A popular YouTube prankster has admitted staging footage that cast opponents of Donald Trump in a bad light.

 A car covered with Trump stickers is left in a mostly African-American neighbourhood. Within minutes a group of young black men are on the scene. They surround the car and smash its windows.

That's the setup of a video by prankster Joey Salads which was posted on Monday and quickly racked up more than 1 million views. It subsequently featured as a lead story on the Drudge Report and other conservative news sites.

"You may have seen on the internet and through the polls, that a lot of black people don't like Trump. They don't even like his supporters in some cases," Joey Salads, whose real name is Joe Saladino, says to the camera. "As you can see from this video, the black community is very violent towards Trump and his supporters."

But as it turns out, the smash up was staged.

Salads was forced to admit to the fakery after footage was posted showing the men who appeared in the video standing behind the camera and clearly involved in the production, rather than spontaneously coming across the car. The hoax was uncovered by another popular YouTube vlogger, Mark Dice.

Dice, himself a Trump supporter, called the video "shameful" and posted a video response of his own including the behind-the-scenes footage.

"There's definitely some serious tension in the country between the races right now and this adds some phoney fuel to the fire," Dice told BBC Trending. "It makes the black community look bad and it enrages Trump supporters by making them think there is another instance of violence directed at them."

Dice says he was concerned the video would deflect attention from authentic attacks directed at Trump supporters, and cited the firebombing of a Republican office in North Carolina and other reports of vandalism. This week a Democratic operative was caught on video allegedly suggesting methods of inciting violence at Trump rallies.

On Tuesday Saladino came clean, telling Trending: "I regret the direction I took with the video."

"I basically edited the video to make it look like something else happened that was not true," he says.

He says he asked the men in the video to smash up the car, although he didn't know them before the filming. In a video confessing to the hoax, he said he'd set out to test whether people would stop the men from destroying the car. He claims that people in nearby houses egged the men on, which was the reaction he intended to provoke, and yet realised when editing the video he could make a much stronger - and deceptive - point.

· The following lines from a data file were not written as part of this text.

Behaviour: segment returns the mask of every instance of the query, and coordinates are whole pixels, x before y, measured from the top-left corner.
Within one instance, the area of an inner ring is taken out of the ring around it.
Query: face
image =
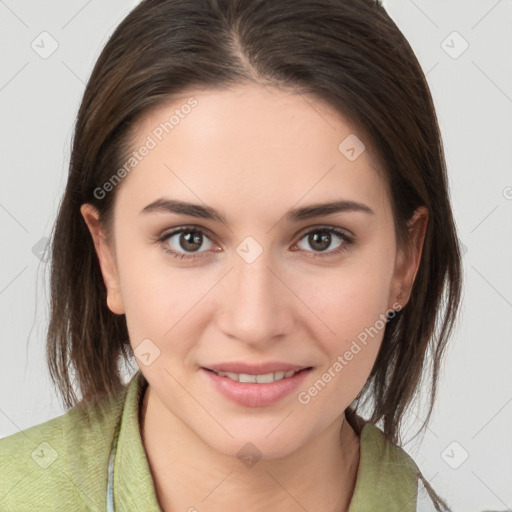
[[[219,452],[251,441],[284,456],[342,421],[384,315],[404,305],[422,237],[408,258],[397,250],[387,185],[362,144],[311,95],[191,90],[137,126],[137,161],[108,192],[110,245],[82,207],[162,417]],[[310,208],[325,203],[341,208]],[[303,370],[233,380],[287,368]]]

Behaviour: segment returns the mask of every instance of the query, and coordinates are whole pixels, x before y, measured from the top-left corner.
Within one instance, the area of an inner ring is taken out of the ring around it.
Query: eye
[[[305,240],[306,244],[314,249],[314,257],[336,256],[346,251],[354,241],[353,237],[334,227],[320,227],[310,230],[301,238],[301,242],[302,240]],[[337,244],[334,248],[332,248],[333,243]],[[331,250],[328,250],[329,247],[331,247]],[[308,251],[305,247],[301,248]]]
[[[205,240],[208,241],[207,244],[204,244]],[[191,226],[184,226],[170,233],[165,233],[158,239],[158,242],[161,243],[166,253],[179,259],[197,258],[199,256],[194,253],[205,252],[199,251],[203,245],[206,245],[206,250],[211,249],[213,246],[213,243],[204,231]]]

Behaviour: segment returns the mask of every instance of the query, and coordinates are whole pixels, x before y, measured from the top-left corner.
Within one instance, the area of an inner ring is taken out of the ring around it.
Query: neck
[[[343,414],[299,450],[245,468],[205,444],[148,386],[141,436],[160,506],[179,510],[247,512],[348,510],[359,466],[359,437]],[[162,418],[165,417],[165,421]],[[169,419],[169,421],[167,421]],[[195,507],[195,508],[194,508]]]

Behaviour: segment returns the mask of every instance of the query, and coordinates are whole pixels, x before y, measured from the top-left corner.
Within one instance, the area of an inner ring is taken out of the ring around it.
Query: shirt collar
[[[139,407],[148,382],[139,370],[128,385],[114,462],[116,512],[161,512],[140,435]]]

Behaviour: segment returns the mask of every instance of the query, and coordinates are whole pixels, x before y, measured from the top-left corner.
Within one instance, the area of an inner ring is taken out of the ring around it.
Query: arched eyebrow
[[[189,215],[191,217],[217,221],[224,225],[228,224],[226,217],[223,214],[209,206],[188,203],[186,201],[176,201],[164,197],[148,204],[140,213],[147,214],[155,212]],[[340,212],[362,212],[370,215],[375,214],[369,206],[363,203],[341,200],[295,208],[287,212],[284,218],[287,222],[292,223]]]

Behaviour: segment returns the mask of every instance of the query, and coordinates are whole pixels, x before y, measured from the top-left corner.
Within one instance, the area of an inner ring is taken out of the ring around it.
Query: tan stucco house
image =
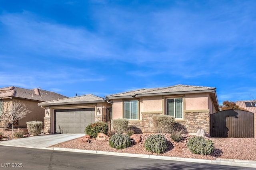
[[[209,133],[210,114],[219,110],[216,88],[177,85],[143,89],[106,96],[111,100],[112,119],[125,118],[140,132],[153,132],[152,117],[173,116],[176,125],[188,133],[203,129]]]
[[[86,126],[97,121],[107,121],[112,102],[89,94],[66,99],[41,102],[44,108],[44,132],[84,133]]]
[[[16,127],[26,127],[26,122],[29,121],[42,121],[44,123],[45,111],[38,104],[39,102],[66,98],[60,94],[41,89],[26,89],[13,86],[0,88],[0,115],[6,109],[8,105],[13,102],[20,102],[31,111],[26,117],[19,120]]]

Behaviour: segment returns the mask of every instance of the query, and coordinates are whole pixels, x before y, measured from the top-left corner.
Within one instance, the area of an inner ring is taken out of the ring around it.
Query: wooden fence
[[[218,137],[254,138],[254,113],[225,110],[211,114],[210,135]]]

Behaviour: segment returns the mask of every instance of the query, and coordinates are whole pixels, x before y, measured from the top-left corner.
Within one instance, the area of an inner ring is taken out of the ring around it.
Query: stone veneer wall
[[[136,133],[153,133],[152,117],[162,113],[142,113],[142,120],[140,121],[131,121],[129,122],[129,126],[135,127]]]
[[[196,133],[199,129],[202,129],[209,133],[210,112],[186,112],[185,121],[176,122],[175,125],[183,128],[188,133]]]
[[[152,117],[161,113],[142,114],[140,121],[130,121],[129,125],[136,127],[136,133],[153,133]],[[175,126],[183,127],[188,133],[196,133],[199,129],[210,132],[210,112],[186,112],[185,121],[176,121]]]
[[[50,133],[51,129],[51,118],[50,117],[44,117],[44,133]]]

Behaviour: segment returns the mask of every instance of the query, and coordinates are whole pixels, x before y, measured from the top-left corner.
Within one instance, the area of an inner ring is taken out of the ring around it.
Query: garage
[[[54,111],[55,133],[84,133],[86,126],[95,122],[94,108]]]

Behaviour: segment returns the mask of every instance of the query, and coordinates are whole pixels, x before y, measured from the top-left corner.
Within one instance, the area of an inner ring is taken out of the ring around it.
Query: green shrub
[[[114,130],[111,130],[108,131],[108,136],[110,138],[112,137],[112,136],[116,133],[116,131]]]
[[[185,133],[185,130],[184,129],[177,129],[176,130],[172,130],[171,138],[173,141],[176,142],[179,142],[182,139],[182,135]]]
[[[147,150],[160,154],[166,150],[167,142],[163,135],[160,134],[153,135],[145,140],[144,147]]]
[[[118,119],[112,121],[113,129],[117,133],[121,134],[126,132],[128,128],[129,121],[126,119]]]
[[[160,115],[153,117],[154,130],[156,133],[171,133],[175,123],[173,116]]]
[[[131,145],[131,139],[126,135],[115,134],[109,140],[109,146],[118,149],[123,149]]]
[[[28,131],[30,135],[37,136],[41,134],[43,122],[41,121],[31,121],[26,122]]]
[[[96,122],[88,125],[85,128],[85,133],[94,138],[97,137],[98,133],[108,134],[108,127],[104,122]]]
[[[214,148],[212,141],[206,140],[201,136],[189,138],[187,146],[192,153],[203,155],[211,154]]]
[[[126,135],[129,137],[130,137],[132,135],[134,134],[134,131],[133,130],[129,129],[126,131]]]
[[[15,137],[18,138],[23,137],[24,135],[24,131],[22,129],[18,128],[14,131],[14,135]]]

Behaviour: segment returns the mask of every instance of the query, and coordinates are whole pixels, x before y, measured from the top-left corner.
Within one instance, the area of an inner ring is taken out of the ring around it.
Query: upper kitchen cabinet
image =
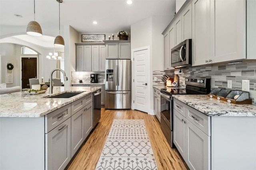
[[[172,25],[169,29],[164,33],[164,70],[172,70],[171,66],[171,49],[175,46],[174,25]]]
[[[177,45],[182,41],[181,15],[174,22],[175,45]]]
[[[106,43],[106,59],[131,59],[130,41],[105,41],[104,42]]]
[[[192,66],[194,66],[208,64],[212,61],[210,59],[210,0],[194,0],[192,6]]]
[[[246,1],[210,0],[210,6],[212,63],[246,59]]]
[[[187,39],[192,38],[192,6],[190,4],[182,12],[181,14],[182,25],[182,42]]]
[[[92,71],[92,46],[76,46],[76,71]]]
[[[246,58],[256,59],[256,1],[246,1]]]
[[[77,45],[76,71],[104,71],[105,48],[104,45]]]

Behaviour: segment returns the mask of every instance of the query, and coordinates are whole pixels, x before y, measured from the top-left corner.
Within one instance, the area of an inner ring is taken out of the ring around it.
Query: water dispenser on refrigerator
[[[107,82],[112,82],[113,81],[113,77],[114,76],[114,70],[107,70]]]

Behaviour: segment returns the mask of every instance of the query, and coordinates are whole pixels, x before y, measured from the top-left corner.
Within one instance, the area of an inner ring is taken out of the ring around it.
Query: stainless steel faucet
[[[62,72],[64,76],[64,81],[68,81],[68,77],[66,76],[66,72],[60,68],[55,68],[53,69],[50,74],[50,90],[49,90],[49,94],[52,94],[52,90],[53,89],[53,84],[52,84],[52,74],[54,71],[59,70]]]

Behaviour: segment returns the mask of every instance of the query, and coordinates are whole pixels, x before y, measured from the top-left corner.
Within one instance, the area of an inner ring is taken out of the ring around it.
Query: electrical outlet
[[[250,80],[242,80],[242,90],[246,92],[250,91]]]
[[[228,80],[228,88],[232,88],[232,80]]]

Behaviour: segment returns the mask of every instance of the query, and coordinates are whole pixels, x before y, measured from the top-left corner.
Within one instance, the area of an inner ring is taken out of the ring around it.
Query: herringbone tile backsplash
[[[245,61],[242,63],[224,63],[197,67],[183,68],[183,73],[179,75],[180,84],[185,85],[186,77],[206,77],[211,78],[211,88],[228,88],[228,80],[232,80],[232,89],[241,90],[242,80],[250,80],[250,98],[252,104],[256,104],[256,61]],[[153,77],[157,77],[157,81],[153,81],[153,85],[163,85],[163,75],[166,74],[173,77],[172,70],[153,72]]]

"I thought I could have got away with it, but I didn't," he says. "I screwed up when it came to this one."

Joey Salads is not a stranger to questions about the reality of his gonzo videos. Last year Trending questioned whether one of his "social experiment" videos about child abduction was unnecessarily scaring parents.

He's previously made videos where he appears to get abuse from Bernie Sanders supporters and tried to encourage anti-Trump protesters to stomp on an American flag in a "prank gone wrong." He's promised to post further election-related videos that, he says, "can't be faked."